Like everyone, I’ve viewed videos of the horrible scenes at the airport in Kabul, Afghanistan. Was there no way to avoid this calamity as the Western forces withdraw and the Taliban re-establishes its sharia rule of law?
I’m reminded of what it might have been like for the East Prussian refugees clambering to board ships in the Baltic ports like Balitysk (once Pillau) and Gdynia (once Gotenhafen) under Operation Hannibal. That could have been avoided if the Nazis had only admitted defeat a few months sooner.
The desperation and fear of the Taliban, both men and women, is comparable to the desperation and fear that the German civilians had of the Soviet surge.
|Bundesarchiv, Bild 146-1972-092-05 / CC-BY-SA 3.0|
Back in '45, women and children lost track of each other in the mayhem at the harbours. They had trekked to the coast to try and board ships to the relative safety of northern Germany. They tried desperately to avoid the revenge-seeking Red Army. Winter conditions were miserable. Yet the ships, like the ill-fated Wilhelm Gustloff and the von Steuben, offered only temporary refuge . . . torpedoed hours later on the icy Baltic. More than ten thousand, mostly women and children, drowned.
In the news report I watched this week with the desperate Afghans clinging to loading ramps at the Kabul airport, I could only see men and wondered what had happened to the women and children.
Being a refugee, today from Afghanistan, a few years back from Syria, or back in 1945 from the Soviet Army is something I’ve been lucky enough to avoid. But the word refugee or ‘Flüchtling’ in German is a word I’ve been all too familiar with.
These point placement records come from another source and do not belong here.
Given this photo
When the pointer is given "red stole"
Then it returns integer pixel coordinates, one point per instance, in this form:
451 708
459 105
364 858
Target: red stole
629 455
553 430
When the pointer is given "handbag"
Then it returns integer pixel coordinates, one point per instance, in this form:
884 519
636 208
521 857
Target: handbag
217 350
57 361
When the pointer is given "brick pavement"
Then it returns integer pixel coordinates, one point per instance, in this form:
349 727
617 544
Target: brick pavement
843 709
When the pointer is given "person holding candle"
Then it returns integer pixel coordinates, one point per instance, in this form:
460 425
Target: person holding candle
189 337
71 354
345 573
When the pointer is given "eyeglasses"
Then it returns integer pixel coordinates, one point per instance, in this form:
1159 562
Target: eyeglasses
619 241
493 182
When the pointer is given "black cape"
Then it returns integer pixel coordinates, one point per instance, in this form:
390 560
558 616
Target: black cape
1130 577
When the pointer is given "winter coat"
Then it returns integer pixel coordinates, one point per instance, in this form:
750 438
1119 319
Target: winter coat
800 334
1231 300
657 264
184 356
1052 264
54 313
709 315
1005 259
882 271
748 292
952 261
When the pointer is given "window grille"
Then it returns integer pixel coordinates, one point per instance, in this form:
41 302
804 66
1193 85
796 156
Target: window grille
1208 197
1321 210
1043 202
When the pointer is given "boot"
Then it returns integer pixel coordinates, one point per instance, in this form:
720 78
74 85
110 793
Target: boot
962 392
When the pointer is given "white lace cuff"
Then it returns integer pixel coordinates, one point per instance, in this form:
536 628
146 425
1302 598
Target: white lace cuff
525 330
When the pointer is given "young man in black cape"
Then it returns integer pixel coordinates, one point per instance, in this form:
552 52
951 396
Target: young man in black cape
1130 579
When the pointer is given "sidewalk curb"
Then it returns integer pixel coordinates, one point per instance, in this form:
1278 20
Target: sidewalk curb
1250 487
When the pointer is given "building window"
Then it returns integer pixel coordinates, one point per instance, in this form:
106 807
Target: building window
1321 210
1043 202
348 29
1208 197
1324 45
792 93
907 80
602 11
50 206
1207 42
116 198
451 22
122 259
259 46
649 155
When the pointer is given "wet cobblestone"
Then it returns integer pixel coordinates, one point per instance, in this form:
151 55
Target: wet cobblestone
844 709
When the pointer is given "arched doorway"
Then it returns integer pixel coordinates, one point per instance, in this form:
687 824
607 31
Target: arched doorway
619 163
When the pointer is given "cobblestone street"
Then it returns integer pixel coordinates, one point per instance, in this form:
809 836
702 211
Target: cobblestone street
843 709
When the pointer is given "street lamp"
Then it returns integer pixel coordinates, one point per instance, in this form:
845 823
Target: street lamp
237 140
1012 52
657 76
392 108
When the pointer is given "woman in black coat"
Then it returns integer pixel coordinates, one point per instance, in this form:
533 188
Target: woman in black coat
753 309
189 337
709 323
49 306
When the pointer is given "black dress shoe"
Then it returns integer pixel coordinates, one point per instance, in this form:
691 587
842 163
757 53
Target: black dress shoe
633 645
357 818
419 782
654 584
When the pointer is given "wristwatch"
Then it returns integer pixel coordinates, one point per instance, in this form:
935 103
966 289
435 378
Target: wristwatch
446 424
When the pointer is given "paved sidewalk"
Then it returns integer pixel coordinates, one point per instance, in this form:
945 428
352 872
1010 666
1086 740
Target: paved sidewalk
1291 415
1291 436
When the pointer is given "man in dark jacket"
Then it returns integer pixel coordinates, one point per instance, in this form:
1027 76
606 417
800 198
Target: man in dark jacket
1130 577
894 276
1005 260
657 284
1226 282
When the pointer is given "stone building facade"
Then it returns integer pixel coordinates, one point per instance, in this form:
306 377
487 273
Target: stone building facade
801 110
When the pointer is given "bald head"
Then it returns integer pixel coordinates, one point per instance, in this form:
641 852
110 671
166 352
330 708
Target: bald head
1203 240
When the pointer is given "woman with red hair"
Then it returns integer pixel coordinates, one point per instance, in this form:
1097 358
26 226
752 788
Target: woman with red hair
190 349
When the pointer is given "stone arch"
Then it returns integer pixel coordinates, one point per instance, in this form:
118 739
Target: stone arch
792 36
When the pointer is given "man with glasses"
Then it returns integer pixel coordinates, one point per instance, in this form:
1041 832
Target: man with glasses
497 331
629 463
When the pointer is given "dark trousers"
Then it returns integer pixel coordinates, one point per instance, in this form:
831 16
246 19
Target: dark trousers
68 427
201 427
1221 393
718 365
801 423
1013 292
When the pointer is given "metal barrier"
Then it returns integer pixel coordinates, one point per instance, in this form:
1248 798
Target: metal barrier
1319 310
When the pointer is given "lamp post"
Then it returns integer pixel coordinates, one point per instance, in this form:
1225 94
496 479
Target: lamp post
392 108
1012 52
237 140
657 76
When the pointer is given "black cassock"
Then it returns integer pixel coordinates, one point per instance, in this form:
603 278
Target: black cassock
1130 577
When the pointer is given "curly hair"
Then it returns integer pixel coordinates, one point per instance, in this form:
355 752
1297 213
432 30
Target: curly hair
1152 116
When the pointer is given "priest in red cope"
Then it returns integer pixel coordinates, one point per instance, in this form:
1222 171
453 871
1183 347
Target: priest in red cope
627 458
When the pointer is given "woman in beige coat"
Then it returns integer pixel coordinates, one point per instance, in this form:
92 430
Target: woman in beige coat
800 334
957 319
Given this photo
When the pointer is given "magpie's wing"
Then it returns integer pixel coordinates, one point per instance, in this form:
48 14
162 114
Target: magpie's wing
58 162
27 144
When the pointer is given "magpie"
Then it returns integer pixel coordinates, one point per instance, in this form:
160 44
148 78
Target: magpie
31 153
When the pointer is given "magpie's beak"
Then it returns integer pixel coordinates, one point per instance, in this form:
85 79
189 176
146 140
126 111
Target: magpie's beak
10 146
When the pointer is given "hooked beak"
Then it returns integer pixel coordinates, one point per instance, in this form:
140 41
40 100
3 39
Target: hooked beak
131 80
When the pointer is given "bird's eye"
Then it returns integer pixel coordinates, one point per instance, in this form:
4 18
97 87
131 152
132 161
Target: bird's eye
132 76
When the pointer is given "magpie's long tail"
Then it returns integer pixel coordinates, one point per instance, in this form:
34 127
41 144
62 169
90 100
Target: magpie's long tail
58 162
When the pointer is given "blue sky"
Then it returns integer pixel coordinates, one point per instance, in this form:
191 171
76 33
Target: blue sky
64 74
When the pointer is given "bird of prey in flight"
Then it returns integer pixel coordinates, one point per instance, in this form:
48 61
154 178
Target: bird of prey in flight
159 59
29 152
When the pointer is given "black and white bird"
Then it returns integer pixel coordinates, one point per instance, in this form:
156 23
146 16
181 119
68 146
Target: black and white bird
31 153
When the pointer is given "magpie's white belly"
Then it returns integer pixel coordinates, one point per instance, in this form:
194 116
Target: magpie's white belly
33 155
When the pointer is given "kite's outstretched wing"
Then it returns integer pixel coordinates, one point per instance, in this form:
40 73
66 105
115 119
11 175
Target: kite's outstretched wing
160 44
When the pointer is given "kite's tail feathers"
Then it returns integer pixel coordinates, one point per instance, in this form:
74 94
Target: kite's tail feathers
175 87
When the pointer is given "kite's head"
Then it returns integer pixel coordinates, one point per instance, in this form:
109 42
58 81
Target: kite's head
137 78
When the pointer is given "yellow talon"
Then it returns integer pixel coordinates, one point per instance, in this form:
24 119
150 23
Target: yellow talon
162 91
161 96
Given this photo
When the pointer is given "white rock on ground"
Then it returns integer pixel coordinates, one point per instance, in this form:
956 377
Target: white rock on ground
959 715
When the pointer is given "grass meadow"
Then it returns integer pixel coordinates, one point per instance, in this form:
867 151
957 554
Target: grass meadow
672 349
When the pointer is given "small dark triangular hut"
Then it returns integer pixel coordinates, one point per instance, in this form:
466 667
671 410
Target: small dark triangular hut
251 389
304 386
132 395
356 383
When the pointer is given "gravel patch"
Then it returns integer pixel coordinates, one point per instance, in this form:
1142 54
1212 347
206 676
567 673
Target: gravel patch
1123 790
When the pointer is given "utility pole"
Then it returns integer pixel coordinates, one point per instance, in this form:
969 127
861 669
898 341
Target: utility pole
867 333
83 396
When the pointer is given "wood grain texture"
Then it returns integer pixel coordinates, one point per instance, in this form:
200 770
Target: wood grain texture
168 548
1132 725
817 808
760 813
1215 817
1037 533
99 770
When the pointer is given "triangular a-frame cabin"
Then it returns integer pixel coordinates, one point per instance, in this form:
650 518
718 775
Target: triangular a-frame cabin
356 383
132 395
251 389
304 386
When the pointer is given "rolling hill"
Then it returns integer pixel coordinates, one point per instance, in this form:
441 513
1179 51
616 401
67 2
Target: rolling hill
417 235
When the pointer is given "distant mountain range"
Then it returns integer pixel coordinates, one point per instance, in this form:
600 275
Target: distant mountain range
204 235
It was a label describing my own mom in the church community where I was raised and it continues to resonate with me—evoking feelings of loss, despair and poverty.
I wish today’s refugees and their children Godspeed, but they will carry the impact of this crisis with them throughout their lives. If they’re lucky, their homelessness will be temporary, but their sense of self will probably be forever damaged. Being a refugee is life-changing.